We also report here significant heterogeneity of PTEN loss in primary prostate cancers and to account for this and also sectioning artefacts, we compared FISH probe patterns in nuclei in normal tissue to those in cancers with a range of patterns. We then defined tumours with ≥10% of nuclei showing loss of all PTEN probes as homozygous and tumours with ≥40% of nuclei showing loss of one probe but preservation of the other allele as heterozygous (loss of both probes is less likely to be due to chance than loss of solely one probe, hence the lower proportion of nuclei required to exclude an artefact). The probe over the chromosome 10 centromere also assists in assessing whether a PTEN allele is truly lost as opposed to sectioning or hybridisation artefact. This strict classification may classify cores with a small area of PTEN loss as PTEN normal. Tumours with both homozygous and heterozygous loss were classified as homozygous, recognising the hypothesis that tumour clones with homozygous loss are more aggressive and will outgrow other areas.

PTEN is increasingly undergoing evaluation as a biomarker for identifying poor prognosis patients and selecting patients for targeted therapies, including the plethora of new agents targeting the PI3K AKT pathway23 and DNA repair proteins.24, 25 Moreover, the identification of gross chromosomal rearrangements could also give important insights to tumour biology with reports increasingly suggesting that a subset of advanced solid cancer types are characterised by a propensity to acquire chromosomal rearrangements during their development.1 This is not common to all solid tumours as suggested by our observation that PTEN loss in GBM is very rarely associated with a gross chromosomal rearrangement.
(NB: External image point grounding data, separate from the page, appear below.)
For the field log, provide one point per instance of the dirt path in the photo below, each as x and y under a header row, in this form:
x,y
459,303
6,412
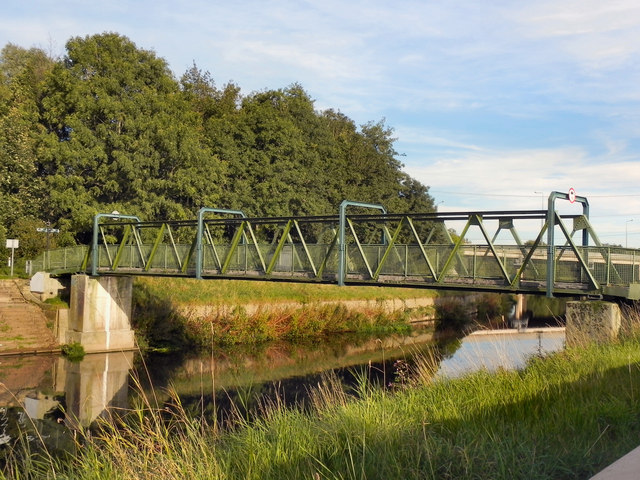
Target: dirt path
x,y
23,325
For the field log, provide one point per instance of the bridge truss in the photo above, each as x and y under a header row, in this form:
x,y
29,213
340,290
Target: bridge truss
x,y
360,247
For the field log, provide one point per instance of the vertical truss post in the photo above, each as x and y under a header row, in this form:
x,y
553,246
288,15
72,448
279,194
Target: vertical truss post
x,y
96,228
342,263
200,233
551,224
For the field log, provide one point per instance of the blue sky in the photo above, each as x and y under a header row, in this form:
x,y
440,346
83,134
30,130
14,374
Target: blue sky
x,y
491,101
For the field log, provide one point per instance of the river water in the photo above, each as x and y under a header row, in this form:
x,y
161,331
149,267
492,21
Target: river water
x,y
49,396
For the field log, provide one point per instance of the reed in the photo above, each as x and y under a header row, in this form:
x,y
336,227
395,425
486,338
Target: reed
x,y
567,415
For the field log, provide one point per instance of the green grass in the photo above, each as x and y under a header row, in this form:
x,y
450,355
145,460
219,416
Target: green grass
x,y
565,416
239,292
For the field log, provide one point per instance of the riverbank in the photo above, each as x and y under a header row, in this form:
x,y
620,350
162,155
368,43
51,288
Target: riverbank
x,y
568,415
170,313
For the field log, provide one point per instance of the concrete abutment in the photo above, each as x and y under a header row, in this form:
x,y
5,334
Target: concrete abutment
x,y
100,313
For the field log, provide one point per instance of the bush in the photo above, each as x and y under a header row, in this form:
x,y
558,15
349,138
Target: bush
x,y
452,314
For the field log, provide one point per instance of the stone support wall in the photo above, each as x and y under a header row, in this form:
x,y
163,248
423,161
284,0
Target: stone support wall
x,y
100,313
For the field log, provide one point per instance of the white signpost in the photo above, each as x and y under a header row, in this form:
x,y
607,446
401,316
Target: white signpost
x,y
12,243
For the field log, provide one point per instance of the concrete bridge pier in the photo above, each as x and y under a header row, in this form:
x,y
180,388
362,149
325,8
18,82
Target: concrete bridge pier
x,y
100,313
591,321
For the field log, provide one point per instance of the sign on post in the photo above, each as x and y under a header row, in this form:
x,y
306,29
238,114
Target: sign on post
x,y
12,243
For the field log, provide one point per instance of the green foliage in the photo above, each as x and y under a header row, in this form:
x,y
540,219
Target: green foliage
x,y
108,127
73,351
452,314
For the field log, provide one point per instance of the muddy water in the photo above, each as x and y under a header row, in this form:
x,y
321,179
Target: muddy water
x,y
49,397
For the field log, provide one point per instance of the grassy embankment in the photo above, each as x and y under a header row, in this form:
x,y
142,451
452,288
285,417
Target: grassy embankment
x,y
278,311
565,416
In preclinical models, loss of PTEN can cooperate with ERG rearrangements to promote prostate cancer progression26, 27 and in fact several studies have now reported an association between ERG rearrangements and PTEN loss identified by FISH.28, 29 We also report here a similar significant association between PTEN loss with a gross chromosomal rearrangement and an ERG gene rearrangement. The previous observation of PTEN chromosomal rearrangements in breast cancer xenografts with an underlying DNA repair defect5 and emerging evidence implicating DNA repair defects in the development of chromosomal rearrangements in prostate cancer1 suggests that demonstration of chromosomal rearrangements in a subset of tumours could be exploited for patient selection for therapeutic agents targeting DNA repair defects.30 Therefore, although chromosomal rearrangements disrupting PTEN are uncommon and may not occur in the absence of genomic deletion at the other allele, complex assays similar to ours that accurately map the PTEN locus should be considered for future PTEN FISH studies.